Retaining Binational Clients in Care
In the session, Training Providers to Keep Highly Mobile HIV-infected Patients in Continuous Care across and between Borders, presented by members of an AETC cross-border clinical training project called UMBAST.
Concrete tips were shared by the team--all on the UMBAST webpage. Here are a few:
- Ask people for their email addresses. People don’t change them often but addresses do.
- Teach providers and clients how to access services in Mexico for patients who go back home.
- How to work with ICE clinicians and connect with them to get medications to clients and ensure they stay on their current regimens (read the AETC blog on ICE).
The session also featured a fact sheet on assisting HIV patients returning to Mexico and interactive tools like a comfort-setting video (below) for patients new diagnosed with HIV/AIDS to give them reassurance that they had a care team there for them.
The video was developed in Highland Hospital in Oakland, which sees a high number of Black MSM positives in their emergency room.

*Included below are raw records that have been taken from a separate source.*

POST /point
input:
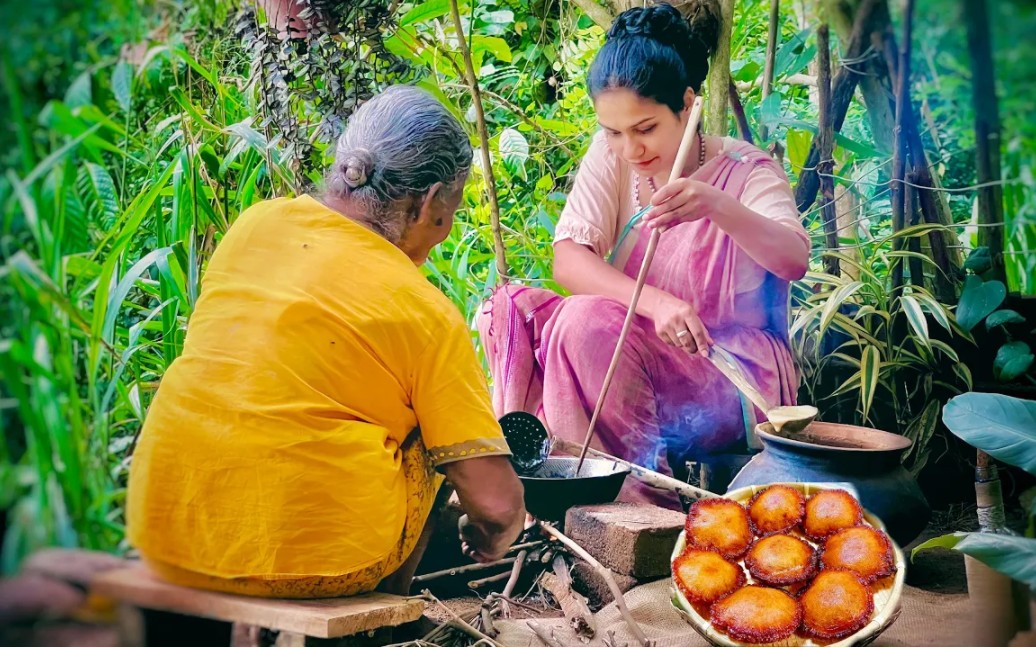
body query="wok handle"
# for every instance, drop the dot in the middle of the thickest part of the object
(678, 167)
(653, 478)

Loads of good ideas, according to attendee Susan Gallego, who handles HIV and border coordination for mental health and substance abuse services for the State of Texas DSHS and Thea van Brockton of Vista Community Clinic in San Diego, which gets Ryan White Part A funding.
The session used a mix of interactive teaching techniques like an Audience Response System (ARS) and case studies following Pedro and Maria, two clients over time to track their continued care engagement.
Access UMBAST resources for clinicians serving bi-national patients living with HIV/AIDS.
Managing and Growing and ASO
ASOs can survive if they adapt. In just over three years, AIDS Resource Center Ohio—funded by multiple Ryan White Parts—changed its focus from a traditional ASO with a $6.7 million budget to a comprehensive clinical care operation with a budget of $28.7 million.
How did they do it? A vast list of tasks was carried out at “break neck speed,” according to Executive Director William Hardy, presenting with his team in Two Years Post Transition from Traditional ASO to Comprehensive Care Center.
- Consolidate several ASO agencies.
- Secure 340B pharmacy status.
- Build billing capacity with new staff and software.
- Create new mechanisms to manage revenue.
- Secure staff credentials to enable and maximize billing.
- Secure certification, including ongoing work to become a Patient Centered Medical Home.
- Make workflow changes.
- Continuously work on setting the right staffing ratios.
- Pick the right Electronic Medical Record.
- Establish relationships with public and private payers--Medicaid and health plans.
In summary, tweaking and fixing and professionalizing operations, building a business model but retaining the comprehensive care model of Ryan White. And the results? All the data are not in, but here are some: Outcomes: 75% of patients are retained in care in Columbus and 77% are virally suppressed—data reflecting positive results for the overall Ryan White HIV/AIDS Program.
Look for upcoming HRSA/HAB Ryan White TA and training for ASOs and CBOs and core medical service providers, including the HRSA/HAB funded National Center for Innovation in HIV/AIDS Care.